Namun, kewajiban memiliki SKT tidak berlaku bagi mereka yang merupakan karyawan wajib pajak yang melaksanakan tugas administrasi pajak sesuai dengan role yang diberikan melalui coretax system.
"Karyawan yang mengerjakan faktur pajak atau bukti potong itu diatur di PMK 81/2024 dan PER-11/PJ/2025. Menandatangani faktur dan bukti potong, role access-nya diatur di situ," kata Fungsional Penyuluh Pajak DJP Arif Yunianto.
Contoh, karyawan wajib pajak yang memperoleh role untuk menandatangani bukti potong tidak perlu memiliki SKT karena yang bersangkutan hanya berperan sebagai signer sebagaimana diatur dalam PMK 81/2024.
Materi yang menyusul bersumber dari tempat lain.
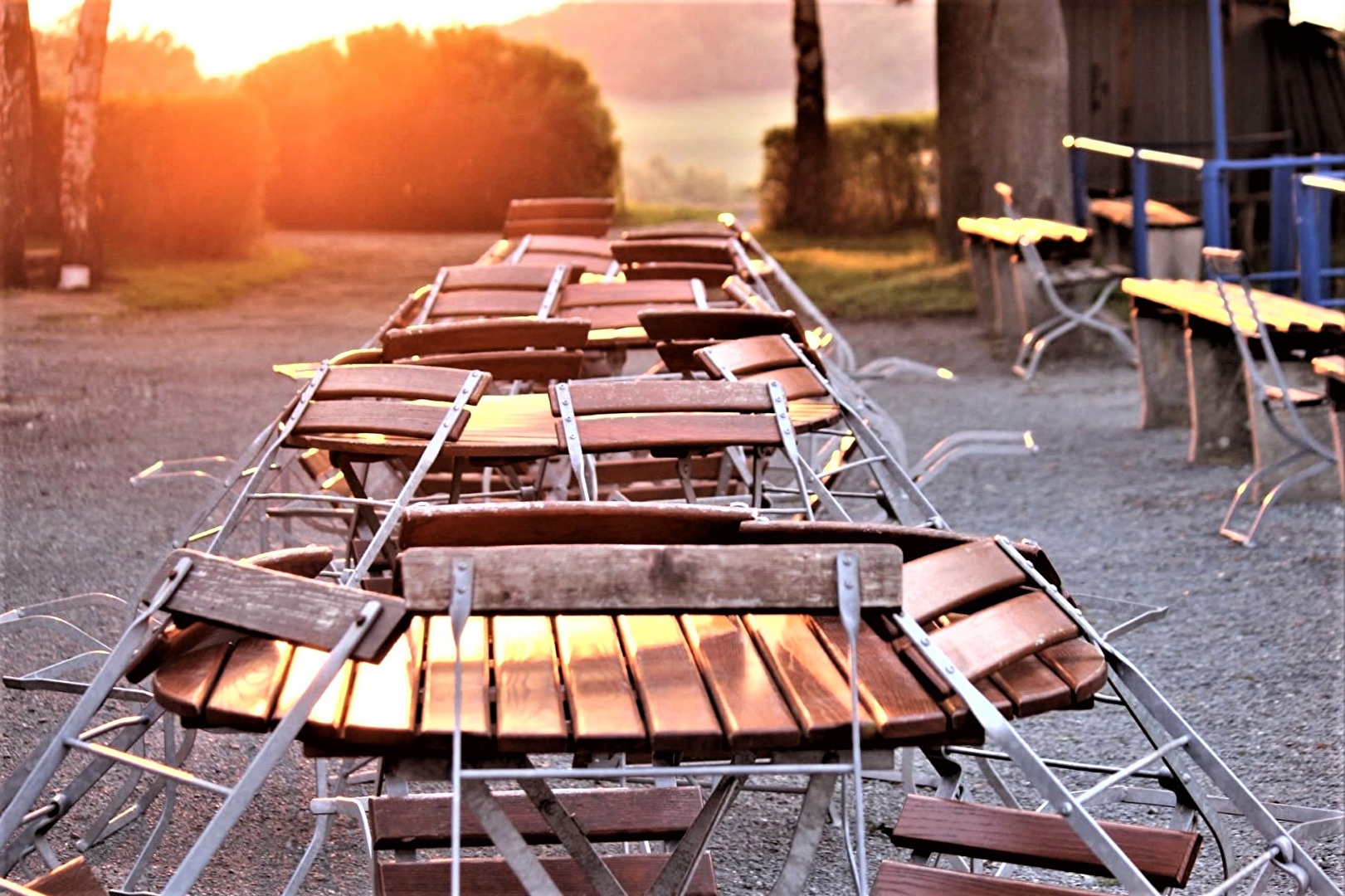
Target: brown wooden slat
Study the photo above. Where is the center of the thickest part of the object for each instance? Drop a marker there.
(890, 693)
(649, 577)
(597, 686)
(604, 814)
(634, 872)
(383, 381)
(73, 878)
(500, 334)
(749, 705)
(904, 879)
(1040, 840)
(569, 523)
(996, 636)
(529, 714)
(939, 582)
(597, 397)
(383, 697)
(816, 692)
(249, 685)
(437, 704)
(277, 604)
(678, 713)
(324, 718)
"Jadi perlu SKT? Tidak perlu sepanjang bukan kuasa, wong mengerjakan itu," ujar Arif.
Selain karyawan, wakil wajib pajak juga tidak harus memiliki SKT. Pihak yang dapat bertindak sebagai wakil wajib pajak telah diatur dalam Pasal 32 UU KUP. Dalam pasal itu, ditegaskan bahwa pelaksanaan hak dan kewajiban wajib pajak badan diwakili oleh pengurus.
"Kalau wakil [wajib pajak] perlu SKT? Kalau wakil badan berarti Pasal 32 ayat (1) UU KUP, sesuai yang di akta, sudah selesai," tutur Arif.
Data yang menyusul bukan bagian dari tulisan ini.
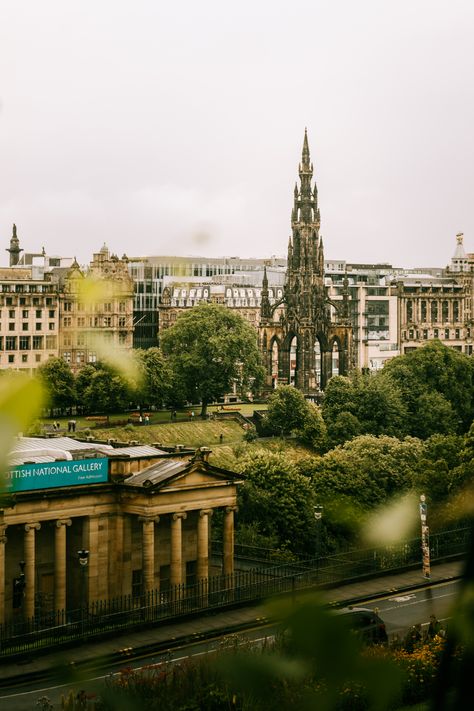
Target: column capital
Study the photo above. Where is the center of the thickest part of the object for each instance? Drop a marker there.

Namun, perlu dicatat, pemaknaan pengurus pada pasal ini tidak hanya mencakup pihak-pihak yang termuat dalam akta, tetapi juga pihak yang secara nyata berwenang menentukan kebijakan dan mengambil keputusan dalam menjalankan perusahaan.
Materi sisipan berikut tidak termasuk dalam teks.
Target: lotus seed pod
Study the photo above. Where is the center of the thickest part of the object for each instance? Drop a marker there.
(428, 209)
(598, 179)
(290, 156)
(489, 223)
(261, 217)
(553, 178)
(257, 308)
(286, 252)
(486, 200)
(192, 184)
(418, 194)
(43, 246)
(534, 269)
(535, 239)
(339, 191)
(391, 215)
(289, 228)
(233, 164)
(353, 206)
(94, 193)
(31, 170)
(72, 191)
Sebagai informasi, Kementerian Keuangan (Kemenkeu) telah memperbarui kriteria untuk menjadi kuasa wajib pajak melalui PMK 44/2026.
Dalam PMK dimaksud, pihak yang dapat ditunjuk sebagai kuasa adalah konsultan pajak, pihak lain, atau keluarga. Seorang konsultan pajak dapat ditunjuk sebagai kuasa apabila sudah memiliki izin konsultan pajak. Adapun pihak lain dapat menjadi kuasa bila memiliki SKT.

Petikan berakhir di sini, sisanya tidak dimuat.